Generally, the shelf life for liquid form is 6 months at -20°C/-80°C. For lyophilized form, the shelf life is 12 months at -20°C/-80°C.
Storage Condition
Upon receipt, store at -20°C/-80°C. Aliquoting is recommended for multiple uses. To maintain product integrity, avoid repeated freeze-thaw cycles.
Tag Info
The tag type is determined during the manufacturing process.
The tag type is determined during the production process. If you have a specific tag type preference, please inform us, and we will prioritize developing the specified tag type.
Synonyms
YGL041C; Putative uncharacterized protein YGL041C
Buffer Before Lyophilization
Tris/PBS-based buffer, 6% Trehalose.
Datasheet
Please contact us to get it.
Expression Region
1-104
Protein Length
full length protein
Species
Saccharomyces cerevisiae (strain ATCC 204508 / S288c) (Baker's yeast)
Target Names
YGL041C
Target Protein Sequence
MPDFSNSNLNSFIACLRSLSIKILIICHGFIVFSSLAEVPSRLTNFFSIMILLTFSNFSQ NIRPRIYLIHEFLHLYVCIYFVIRLSVVPRLSVKSSRRNPGKPP
Uniprot No.

Target Background

Subcellular Location
Membrane; Multi-pass membrane protein.

Q&A

What is YGL041C and what is currently known about its function?
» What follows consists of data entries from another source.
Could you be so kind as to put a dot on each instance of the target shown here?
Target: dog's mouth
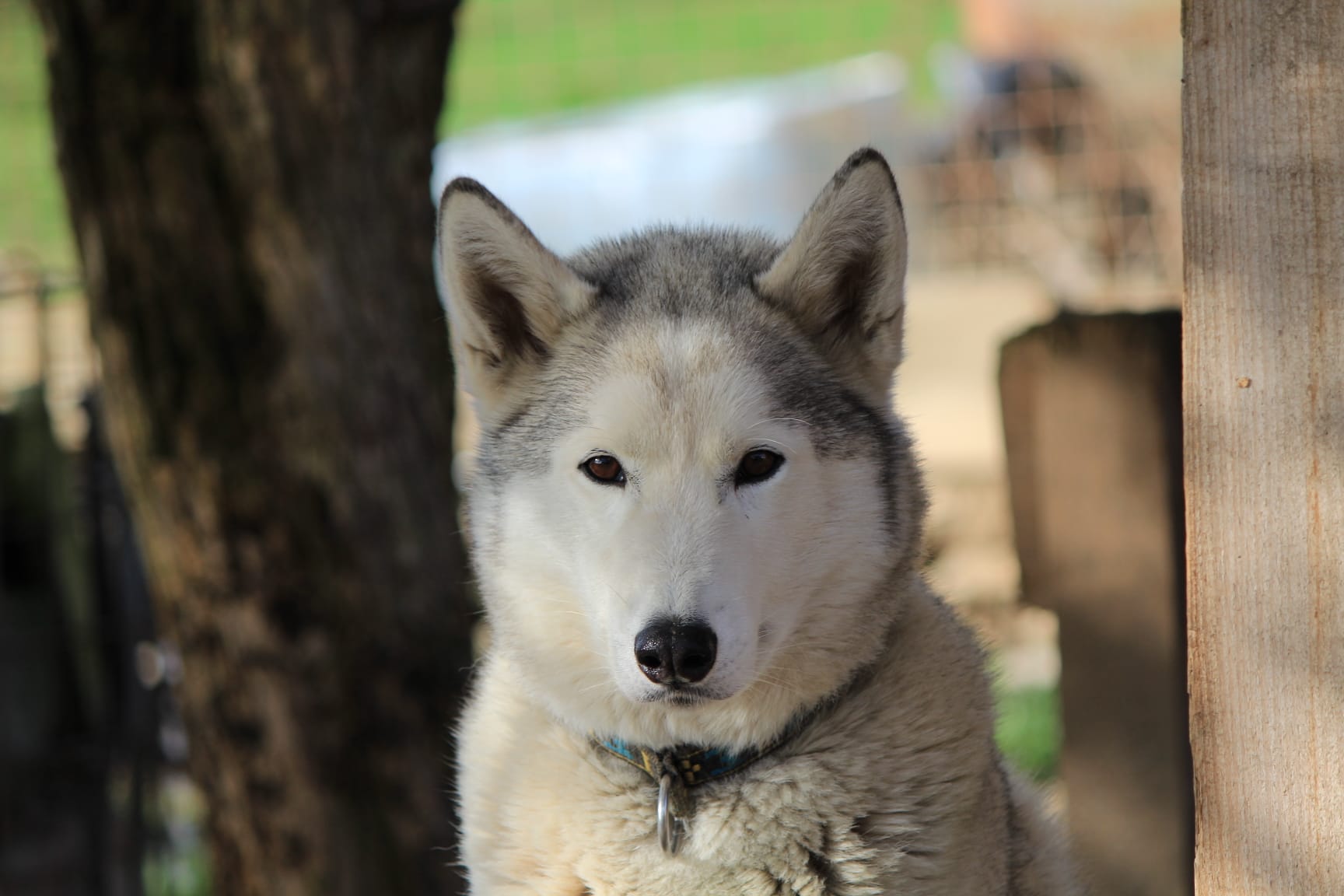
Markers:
(681, 696)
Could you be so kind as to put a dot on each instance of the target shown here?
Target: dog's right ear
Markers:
(509, 296)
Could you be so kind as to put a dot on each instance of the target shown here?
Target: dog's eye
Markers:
(757, 467)
(604, 469)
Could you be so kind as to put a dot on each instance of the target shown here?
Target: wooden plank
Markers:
(1264, 399)
(1092, 418)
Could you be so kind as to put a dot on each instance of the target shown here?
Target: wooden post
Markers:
(1092, 421)
(1264, 404)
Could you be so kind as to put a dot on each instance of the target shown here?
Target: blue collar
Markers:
(694, 765)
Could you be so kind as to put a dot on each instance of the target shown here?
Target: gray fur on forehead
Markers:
(706, 273)
(677, 271)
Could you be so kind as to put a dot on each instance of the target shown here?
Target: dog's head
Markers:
(691, 502)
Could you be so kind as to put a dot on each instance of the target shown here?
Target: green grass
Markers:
(513, 59)
(522, 58)
(1028, 730)
(33, 212)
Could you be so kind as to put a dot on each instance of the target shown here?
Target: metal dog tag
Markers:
(670, 827)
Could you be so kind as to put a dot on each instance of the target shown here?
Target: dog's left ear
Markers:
(843, 275)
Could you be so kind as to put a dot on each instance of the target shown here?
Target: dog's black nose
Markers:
(672, 652)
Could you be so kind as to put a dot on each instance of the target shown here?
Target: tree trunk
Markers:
(247, 182)
(1264, 383)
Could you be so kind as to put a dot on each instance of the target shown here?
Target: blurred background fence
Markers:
(1037, 145)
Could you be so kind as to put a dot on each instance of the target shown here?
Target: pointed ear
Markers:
(843, 273)
(509, 296)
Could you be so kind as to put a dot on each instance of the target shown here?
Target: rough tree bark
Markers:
(247, 182)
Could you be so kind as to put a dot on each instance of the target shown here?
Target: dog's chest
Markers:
(773, 833)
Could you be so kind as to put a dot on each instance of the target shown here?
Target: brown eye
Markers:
(757, 467)
(604, 469)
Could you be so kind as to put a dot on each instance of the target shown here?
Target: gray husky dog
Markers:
(716, 667)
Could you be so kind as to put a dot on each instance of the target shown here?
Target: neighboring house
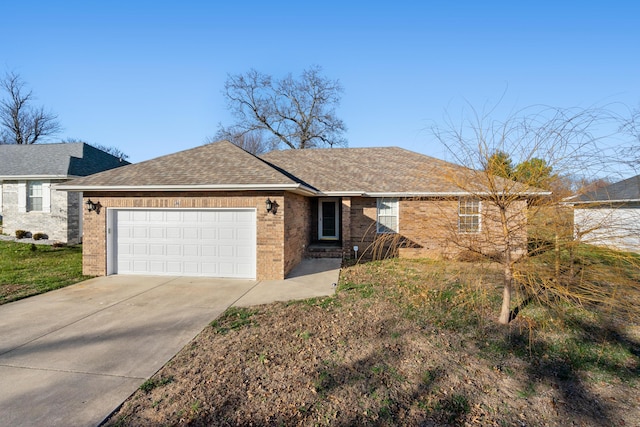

YGL041C is a putative uncharacterized protein in Saccharomyces cerevisiae (baker's yeast) whose precise biological function remains to be fully elucidated. Current research suggests it may be involved in cellular stress responses, particularly in relation to weak acid stress. The protein has been identified through genomic sequencing and computational analysis, but functional characterization remains incomplete. Recent studies have begun investigating potential roles in cell wall structure and pH homeostasis through association with stress response pathways .

To study this protein effectively, researchers typically use a combination of bioinformatic analysis, gene deletion studies, and recombinant protein expression systems. Computational analysis using methodologies such as the Z curve theory can help predict coding potential and provide insights into structural characteristics .

What expression systems are most effective for recombinant YGL041C production?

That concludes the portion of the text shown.